Dengan label, dia juga bisa memasok kue ke minimarket. Nuryatin dan Syukran sedang mencari tahu cara mendaftarkan produk mereka untuk mendapatkan izin pangan industri rumah tangga (PIRT).
Bupati Bima Indah Damayanti Putri mengungkapkan, label hasil produksi usaha kecil menengah menjadi salah satu perhatian pemerintah daerah setempat. Menurut Dinda, sapaan Indah Damayanti, pihaknya terus mengajarkan pembuatan label produk rumahan.
Selain label, Nuryatin juga berharap pemasaran kuenya akan semakin meluas hingga ke Lombok. Penjajakan perluasan pemasaran ini sudah dimulai.
Diharapkan, menjelang akhir tahun kue khas Bima ini sudah sampai ke Lombok. Nuryatin juga memiliki mimpi lain, menjadikan daerahnya sebagai sentra penjualan kue tradisional Bima.

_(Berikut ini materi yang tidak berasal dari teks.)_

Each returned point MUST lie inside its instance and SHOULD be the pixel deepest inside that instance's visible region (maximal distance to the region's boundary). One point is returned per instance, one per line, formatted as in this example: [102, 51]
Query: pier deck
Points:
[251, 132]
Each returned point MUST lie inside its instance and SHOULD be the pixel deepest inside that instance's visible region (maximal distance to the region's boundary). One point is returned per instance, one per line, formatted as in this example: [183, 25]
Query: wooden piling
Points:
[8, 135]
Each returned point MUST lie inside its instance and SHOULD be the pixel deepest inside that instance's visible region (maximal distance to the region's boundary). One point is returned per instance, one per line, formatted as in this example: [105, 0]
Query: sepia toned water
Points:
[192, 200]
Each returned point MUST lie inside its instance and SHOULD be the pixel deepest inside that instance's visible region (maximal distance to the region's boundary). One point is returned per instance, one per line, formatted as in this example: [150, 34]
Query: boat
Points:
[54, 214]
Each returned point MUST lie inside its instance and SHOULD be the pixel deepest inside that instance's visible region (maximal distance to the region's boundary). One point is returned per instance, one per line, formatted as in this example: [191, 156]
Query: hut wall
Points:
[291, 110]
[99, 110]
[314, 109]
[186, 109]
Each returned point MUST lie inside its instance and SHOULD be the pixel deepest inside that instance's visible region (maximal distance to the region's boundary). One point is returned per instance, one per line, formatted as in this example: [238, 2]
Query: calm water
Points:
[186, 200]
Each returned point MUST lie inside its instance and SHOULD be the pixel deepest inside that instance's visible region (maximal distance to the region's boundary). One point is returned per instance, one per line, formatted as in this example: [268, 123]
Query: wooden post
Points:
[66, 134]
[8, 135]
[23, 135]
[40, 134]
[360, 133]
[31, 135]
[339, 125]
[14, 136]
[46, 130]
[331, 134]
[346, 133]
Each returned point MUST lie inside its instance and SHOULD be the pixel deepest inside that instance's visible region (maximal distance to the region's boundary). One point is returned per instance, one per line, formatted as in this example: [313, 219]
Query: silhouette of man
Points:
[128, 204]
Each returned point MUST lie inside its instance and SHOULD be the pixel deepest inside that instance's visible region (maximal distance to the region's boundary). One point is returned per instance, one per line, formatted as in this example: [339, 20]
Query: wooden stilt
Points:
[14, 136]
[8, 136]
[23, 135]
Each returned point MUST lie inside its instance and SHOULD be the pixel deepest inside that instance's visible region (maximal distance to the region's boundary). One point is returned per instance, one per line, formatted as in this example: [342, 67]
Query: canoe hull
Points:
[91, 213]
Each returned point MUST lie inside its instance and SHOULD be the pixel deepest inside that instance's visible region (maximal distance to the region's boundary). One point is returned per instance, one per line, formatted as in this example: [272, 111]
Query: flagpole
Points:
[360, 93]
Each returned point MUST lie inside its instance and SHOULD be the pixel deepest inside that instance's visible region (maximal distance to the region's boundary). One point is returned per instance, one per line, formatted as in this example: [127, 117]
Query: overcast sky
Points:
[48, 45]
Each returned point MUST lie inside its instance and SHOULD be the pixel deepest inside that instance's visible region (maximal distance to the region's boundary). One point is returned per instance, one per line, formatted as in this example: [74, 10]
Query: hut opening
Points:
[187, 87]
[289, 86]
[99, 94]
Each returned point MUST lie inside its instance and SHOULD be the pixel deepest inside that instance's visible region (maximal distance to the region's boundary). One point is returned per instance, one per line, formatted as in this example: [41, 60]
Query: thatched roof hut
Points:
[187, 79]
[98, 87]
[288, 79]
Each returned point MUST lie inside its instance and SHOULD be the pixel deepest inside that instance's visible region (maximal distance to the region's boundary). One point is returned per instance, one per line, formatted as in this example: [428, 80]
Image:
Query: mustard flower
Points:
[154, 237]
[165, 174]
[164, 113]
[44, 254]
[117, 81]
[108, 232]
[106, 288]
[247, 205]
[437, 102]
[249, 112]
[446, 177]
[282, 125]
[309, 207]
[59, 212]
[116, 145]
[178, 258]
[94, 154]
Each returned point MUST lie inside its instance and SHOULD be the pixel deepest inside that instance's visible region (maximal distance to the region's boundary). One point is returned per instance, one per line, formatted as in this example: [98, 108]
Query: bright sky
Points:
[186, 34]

”Jadi, kalau ada tamu, bisa langsung ke sini untuk mendapatkan kue khas Bima,” ujarnya.
Sudah terlintas di benaknya untuk membangun kios kecil di tepi jalan raya tidak jauh dari rumahnya untuk menjual kue khas Bima ini. Dengan kerja keras, mimpi-mimpi Nuryatin tentu akan terwujud.